Right after the session in which someone made up “crappyjack,” an 89-year-old Anglican nun spoke about spirituality. “She managed to use the word ‘crappyjack’ eight times in her talk,” said McKean, taking it from its new but literal meaning to a spiritual meaning. Spiritual crappyjack, she said, is stuff “you bought ... for a quick spiritual fix and then the experience left you hollow and queasy.”

McKean said that everyone listening to that 89-year-old nun knew immediately what she was talking about. That’s because there is a long history of spiritual crappyjack—stuff that promises a lot, is kind of showy, and even, perhaps, gives you a quick rush.

What are the warning signs of spiritual crappyjack? Besides the vacant feeling that follows the empty promise, section 5 of the Call for an Ancient Evangelical Future notes these marks of fraudulent spiritualities: “legalism, mere intellectual knowledge, overly therapeutic culture, New Age Gnosticism, ... dualistic rejection of this world, [or] narcissistic preoccupation with one’s own experience.” So when one of more of those start showing up, it’s time to turn back to the biblical story and the context of the church.

The Call for an Ancient Evangelical Future urges “catechetical spiritual formation of the people of God that is based firmly on a Trinitarian biblical narrative.” It continues, “We are concerned when spirituality is separated from the story of God and baptism into the life of Christ and his body. ... These false spiritualities are inadequate for the challenges we face in today’s world.

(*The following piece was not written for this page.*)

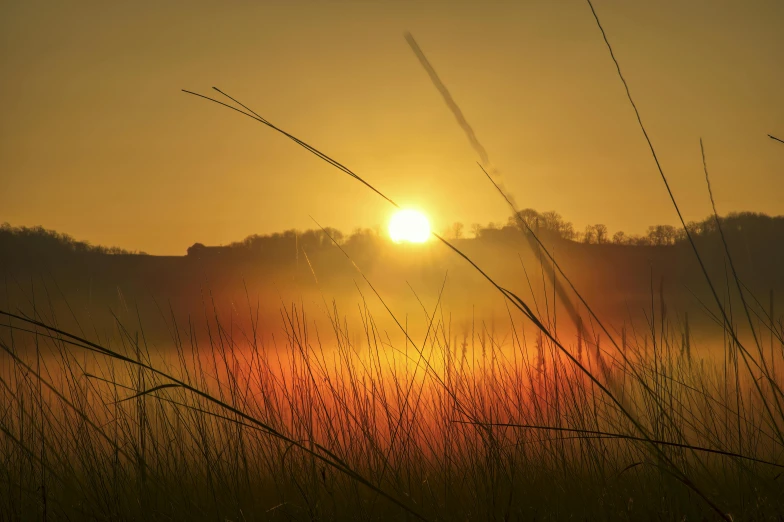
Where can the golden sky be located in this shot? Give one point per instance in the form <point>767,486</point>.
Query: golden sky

Therefore, we call for a return to an historic spirituality like that taught and practiced in the ancient catechumenate.”

There’s some fancy language in there, but here are the key words: “based firmly on a Trinitarian biblical narrative” and tied to “the story of God and baptism into the life of Christ and his body.” What have you got there? A church context in which people are trained to understand the story of God’s work for the redemption of the world according to the theological consensus that developed in the first five centuries.

Bob Webber’s 2006 book The Divine Embrace unpacks those ideas (book excerpt here; buy the book here). Read it if you haven’t already done so. It's not crappyjack.